PACE

PACE recommends the waiving of anonymity for all future human gamete donations

Future gamete donations: End anonymity

By Christophe Foltzenlogel1555095643108

On Friday 12 April 2019, the Parliamentary Assembly of the Council of Europe adopted a recommendation calling for the waiving of anonymity for all future human gamete donations in order to allow all children born through assisted reproductive technologies (ART) to know their origins. This recommendation does not encourage countries in which it has been or is still performed, to waive anonymity on a retroactive basis.

About 45 members of the Assembly of the Council of Europe have adopted, by a large majority, the draft recommendation of the Belgian Senator, Petra De Sutter, entitled: “Anonymous donation of sperm and oocytes : balancing the rights of parents, donors and children” (Doc. 14835).

By recommending the “waiving of anonymity for all future human gamete donations in all member States of the Council of Europe and the prohibition of the use of anonymous donation of sperm and oocytes”, the Assembly brings out the chiefly biological reality of the filiation. The adoption of this recommendation is therefore a victory for the genetic truth and a clear assertion of its importance for all humans.

The purpose of this recommendation is to promote children’s right to know their origins. However, the Rapporteur keeps this right balanced with the “other interests at stake”: those of the donor(s) who wish to remain anonymous, those of the legal parents who want to protect their filiation link with the child, and even those of the clinics. The pecuniary interests of the latter are not forgotten, indeed, as the Rapporteur points out in his report that “clinics and service providers have interest in being able to offer complete ART services.

The recommendation actually takes note of the great diversity of the European legislation regarding the ART and the constructive case law of the European Court of Human Rights. In its judgment of 2003, Odièvre v. France, the ECHR inferred from article 8 of the European Convention on Human Rights, the right for a child to access the knowledge about his or her origins and the circumstances of his or her birth.

By abandoning the customary model of anonymity which still prevails in France, the Assembly of the Council of Europe is tacitly acknowledging that sperm or ovum donation is not a harmless act but a fundamental act in the life of a human being. The DNA contained within the gametes has a major influence over the development of a human being. DNA has a crucial role in defining our physical and psychological being. The suffering of people who do not know who their father or their mother are is real and proves the importance of the biological and genetic filiation of a human being.

The deputies have adopted an amendment mentioning the Convention on the Rights of the Child which states in its article 7, paragraph 1 that: “The Child shall be registered immediately after birth and shall have the right from birth to a name, the right to acquire a nationality and as far as possible, the right to know and be cared for by his or her parents”.

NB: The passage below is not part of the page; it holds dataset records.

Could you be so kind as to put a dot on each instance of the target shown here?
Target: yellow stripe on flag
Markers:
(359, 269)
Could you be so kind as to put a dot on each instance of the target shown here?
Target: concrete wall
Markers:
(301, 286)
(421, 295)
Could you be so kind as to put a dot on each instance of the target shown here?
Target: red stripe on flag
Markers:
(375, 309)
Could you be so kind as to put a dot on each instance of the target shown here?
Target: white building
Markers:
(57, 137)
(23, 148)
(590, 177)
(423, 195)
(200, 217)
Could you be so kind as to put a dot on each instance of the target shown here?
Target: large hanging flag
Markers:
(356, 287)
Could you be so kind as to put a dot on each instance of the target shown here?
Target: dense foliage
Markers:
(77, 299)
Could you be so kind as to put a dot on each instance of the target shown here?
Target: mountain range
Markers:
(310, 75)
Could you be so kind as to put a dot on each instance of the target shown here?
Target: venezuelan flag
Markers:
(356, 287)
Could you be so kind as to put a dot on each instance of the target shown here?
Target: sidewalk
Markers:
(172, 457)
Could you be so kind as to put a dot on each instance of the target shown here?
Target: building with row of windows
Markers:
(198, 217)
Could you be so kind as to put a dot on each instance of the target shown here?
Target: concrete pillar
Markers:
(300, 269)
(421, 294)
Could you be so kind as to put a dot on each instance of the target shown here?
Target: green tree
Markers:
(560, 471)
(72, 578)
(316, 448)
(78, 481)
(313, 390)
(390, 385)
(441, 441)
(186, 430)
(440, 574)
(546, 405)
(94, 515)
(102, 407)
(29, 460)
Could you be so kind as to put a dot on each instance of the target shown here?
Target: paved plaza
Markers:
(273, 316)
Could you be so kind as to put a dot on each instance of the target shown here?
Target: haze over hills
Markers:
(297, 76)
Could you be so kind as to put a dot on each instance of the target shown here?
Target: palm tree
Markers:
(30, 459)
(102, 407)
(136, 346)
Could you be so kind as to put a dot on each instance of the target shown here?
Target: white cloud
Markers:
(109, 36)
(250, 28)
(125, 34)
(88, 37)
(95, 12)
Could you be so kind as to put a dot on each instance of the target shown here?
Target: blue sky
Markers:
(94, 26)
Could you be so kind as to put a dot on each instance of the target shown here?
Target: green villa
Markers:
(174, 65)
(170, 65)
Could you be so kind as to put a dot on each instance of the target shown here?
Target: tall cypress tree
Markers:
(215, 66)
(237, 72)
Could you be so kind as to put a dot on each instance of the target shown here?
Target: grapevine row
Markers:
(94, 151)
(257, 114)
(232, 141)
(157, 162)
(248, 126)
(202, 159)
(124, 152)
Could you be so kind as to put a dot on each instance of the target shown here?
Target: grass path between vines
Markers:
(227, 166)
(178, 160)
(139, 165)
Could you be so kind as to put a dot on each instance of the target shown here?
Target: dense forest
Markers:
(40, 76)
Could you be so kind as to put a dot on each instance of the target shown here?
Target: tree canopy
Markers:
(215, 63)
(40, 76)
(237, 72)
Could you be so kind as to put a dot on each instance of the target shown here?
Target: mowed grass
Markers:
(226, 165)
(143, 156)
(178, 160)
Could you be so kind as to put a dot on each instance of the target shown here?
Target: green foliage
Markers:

However, the Assembly fails to understand all the consequences of this change of approach. On the one hand this recommendation only aims at the future gamete donations. Therefore it does not support the thousands of requests from people already born through ART who want to know more about their origins.

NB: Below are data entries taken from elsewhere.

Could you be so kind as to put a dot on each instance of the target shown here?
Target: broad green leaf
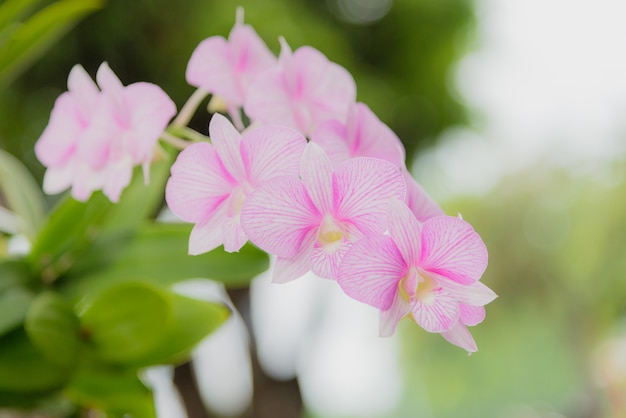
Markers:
(69, 230)
(159, 252)
(54, 329)
(11, 11)
(127, 321)
(22, 194)
(39, 32)
(14, 302)
(118, 392)
(24, 369)
(193, 321)
(14, 272)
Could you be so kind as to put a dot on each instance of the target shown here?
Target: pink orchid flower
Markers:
(427, 271)
(310, 221)
(95, 137)
(226, 68)
(210, 182)
(304, 90)
(362, 135)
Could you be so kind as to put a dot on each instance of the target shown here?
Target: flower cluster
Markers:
(96, 136)
(315, 179)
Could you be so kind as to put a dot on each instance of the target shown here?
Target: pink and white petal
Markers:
(234, 237)
(389, 319)
(369, 137)
(472, 315)
(421, 204)
(58, 141)
(474, 294)
(325, 263)
(370, 271)
(362, 189)
(460, 336)
(227, 142)
(331, 135)
(437, 315)
(316, 172)
(199, 183)
(109, 83)
(288, 269)
(210, 68)
(209, 234)
(405, 230)
(83, 89)
(150, 109)
(118, 176)
(271, 151)
(451, 248)
(278, 215)
(268, 100)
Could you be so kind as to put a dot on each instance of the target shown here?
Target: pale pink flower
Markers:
(226, 68)
(210, 182)
(362, 135)
(304, 90)
(427, 271)
(95, 137)
(310, 221)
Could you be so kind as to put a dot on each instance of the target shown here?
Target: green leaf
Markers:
(159, 253)
(14, 303)
(22, 194)
(193, 321)
(38, 33)
(118, 392)
(67, 233)
(127, 321)
(14, 272)
(24, 369)
(54, 329)
(11, 11)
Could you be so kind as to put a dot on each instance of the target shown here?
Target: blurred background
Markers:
(512, 113)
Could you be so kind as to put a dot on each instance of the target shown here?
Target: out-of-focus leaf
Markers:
(140, 200)
(34, 36)
(127, 321)
(13, 272)
(193, 320)
(54, 329)
(159, 252)
(24, 369)
(116, 391)
(14, 303)
(22, 194)
(11, 11)
(70, 228)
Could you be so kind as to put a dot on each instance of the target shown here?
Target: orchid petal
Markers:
(389, 318)
(451, 248)
(278, 215)
(472, 315)
(331, 136)
(370, 271)
(316, 172)
(226, 140)
(474, 294)
(405, 230)
(460, 336)
(420, 203)
(208, 235)
(288, 269)
(198, 184)
(438, 314)
(363, 187)
(263, 148)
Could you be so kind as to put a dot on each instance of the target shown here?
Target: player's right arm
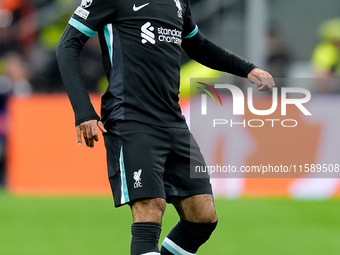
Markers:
(68, 53)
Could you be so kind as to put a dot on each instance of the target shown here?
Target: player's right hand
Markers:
(89, 131)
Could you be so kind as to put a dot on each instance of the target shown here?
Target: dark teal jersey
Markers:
(141, 45)
(141, 42)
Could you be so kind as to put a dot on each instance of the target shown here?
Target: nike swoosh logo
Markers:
(137, 8)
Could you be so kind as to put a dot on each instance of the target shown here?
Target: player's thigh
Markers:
(136, 155)
(198, 208)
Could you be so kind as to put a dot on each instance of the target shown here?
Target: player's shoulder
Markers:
(94, 4)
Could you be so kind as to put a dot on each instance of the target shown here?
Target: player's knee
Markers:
(149, 210)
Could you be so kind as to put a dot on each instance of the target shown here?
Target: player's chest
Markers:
(167, 11)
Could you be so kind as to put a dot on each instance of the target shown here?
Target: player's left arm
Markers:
(209, 54)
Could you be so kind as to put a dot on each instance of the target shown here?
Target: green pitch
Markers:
(84, 226)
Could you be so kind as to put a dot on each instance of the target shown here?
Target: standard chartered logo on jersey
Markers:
(166, 35)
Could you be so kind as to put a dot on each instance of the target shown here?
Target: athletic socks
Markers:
(186, 237)
(145, 238)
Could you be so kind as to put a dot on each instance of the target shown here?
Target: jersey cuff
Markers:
(82, 28)
(192, 34)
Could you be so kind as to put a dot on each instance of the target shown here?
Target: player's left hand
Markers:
(262, 79)
(90, 132)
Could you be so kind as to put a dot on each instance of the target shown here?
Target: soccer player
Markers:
(149, 147)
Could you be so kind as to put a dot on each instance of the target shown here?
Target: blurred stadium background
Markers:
(54, 196)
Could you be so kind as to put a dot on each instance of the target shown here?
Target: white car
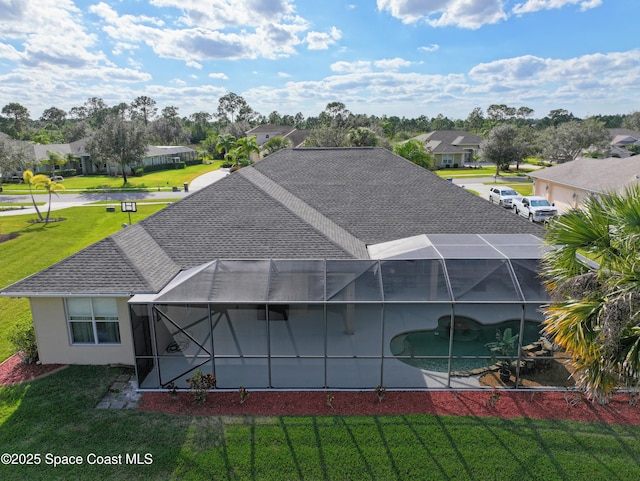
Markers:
(535, 208)
(503, 196)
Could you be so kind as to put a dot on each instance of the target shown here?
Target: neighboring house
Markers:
(314, 268)
(567, 185)
(451, 148)
(83, 164)
(621, 139)
(268, 131)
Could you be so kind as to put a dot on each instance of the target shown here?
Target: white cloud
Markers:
(392, 64)
(322, 41)
(220, 14)
(430, 48)
(207, 38)
(9, 52)
(218, 75)
(471, 14)
(351, 67)
(535, 5)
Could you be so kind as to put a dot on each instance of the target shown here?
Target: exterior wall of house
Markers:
(54, 344)
(444, 160)
(562, 196)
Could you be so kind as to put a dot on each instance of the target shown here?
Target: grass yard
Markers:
(56, 415)
(38, 246)
(164, 179)
(481, 172)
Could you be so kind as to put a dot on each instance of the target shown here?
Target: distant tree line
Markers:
(119, 133)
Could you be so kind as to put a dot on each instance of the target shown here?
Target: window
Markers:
(93, 320)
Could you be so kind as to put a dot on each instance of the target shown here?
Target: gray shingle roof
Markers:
(297, 204)
(593, 175)
(449, 141)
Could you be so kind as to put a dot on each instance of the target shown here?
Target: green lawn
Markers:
(57, 415)
(39, 246)
(481, 172)
(163, 179)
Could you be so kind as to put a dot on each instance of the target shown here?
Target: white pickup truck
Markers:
(536, 209)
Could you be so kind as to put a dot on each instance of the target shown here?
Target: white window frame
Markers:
(94, 322)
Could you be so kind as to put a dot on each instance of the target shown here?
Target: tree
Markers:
(145, 107)
(570, 139)
(246, 146)
(225, 143)
(632, 121)
(199, 126)
(54, 118)
(595, 313)
(440, 122)
(414, 151)
(95, 110)
(503, 147)
(54, 159)
(168, 129)
(20, 116)
(121, 141)
(31, 180)
(13, 155)
(326, 136)
(475, 120)
(337, 112)
(229, 106)
(362, 137)
(274, 144)
(43, 182)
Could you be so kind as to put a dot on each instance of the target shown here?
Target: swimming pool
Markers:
(429, 349)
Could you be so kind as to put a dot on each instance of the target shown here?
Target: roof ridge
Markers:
(307, 213)
(149, 260)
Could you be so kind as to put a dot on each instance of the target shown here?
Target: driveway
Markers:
(64, 201)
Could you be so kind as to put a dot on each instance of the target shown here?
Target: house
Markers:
(314, 268)
(451, 148)
(621, 140)
(81, 162)
(265, 132)
(567, 185)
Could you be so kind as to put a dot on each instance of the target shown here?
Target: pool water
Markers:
(468, 341)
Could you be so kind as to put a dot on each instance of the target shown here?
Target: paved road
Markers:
(481, 185)
(65, 201)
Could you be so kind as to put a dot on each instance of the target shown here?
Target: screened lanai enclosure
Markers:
(418, 314)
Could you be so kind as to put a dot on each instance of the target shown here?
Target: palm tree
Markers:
(28, 178)
(42, 181)
(248, 145)
(595, 309)
(224, 143)
(274, 144)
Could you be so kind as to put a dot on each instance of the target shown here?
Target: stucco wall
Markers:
(564, 197)
(54, 344)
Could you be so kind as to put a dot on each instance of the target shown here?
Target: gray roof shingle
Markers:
(296, 204)
(594, 175)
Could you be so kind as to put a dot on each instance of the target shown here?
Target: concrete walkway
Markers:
(123, 394)
(64, 201)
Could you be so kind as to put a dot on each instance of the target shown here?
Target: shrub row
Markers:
(169, 166)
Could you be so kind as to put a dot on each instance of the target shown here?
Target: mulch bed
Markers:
(496, 403)
(556, 405)
(14, 371)
(6, 237)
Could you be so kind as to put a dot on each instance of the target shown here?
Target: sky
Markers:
(378, 57)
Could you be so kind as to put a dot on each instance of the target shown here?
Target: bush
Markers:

On the other hand the recommendation does not take into account the main cause of the issues raised: ART in itself and its expansions. Indeed the distortion between legal and genetic filiation will necessarily keep increasing, as some countries keep legalizing the access to these methods for single people or people with a same-sex partner. During the debates Petra de Sutter claimed that the waiving of anonymity should not put at stake the legal ties of filiation between a child born through ART and his or her legal parents.

The day before the vote, a Greek medical team announced the birth of a child conceived thanks to the DNA of three different people, with “The genetic material containing the mother’s chromosomes within the ovum of a donor whose genetic material had been removed. The in-vitro fertilization was performed with the father’s sperm and eventually the embryo was implanted in the mother’s uterus.[1]

Failing to deal with the root of the problem, Europe is heading for an upheaval in the right of affiliation.

 

 

[1] "Grèce : un bébé conçu avec l'ADN de trois différentes personnes, une première en cas d'infertilité", France info avec AFP, 11 April 2019.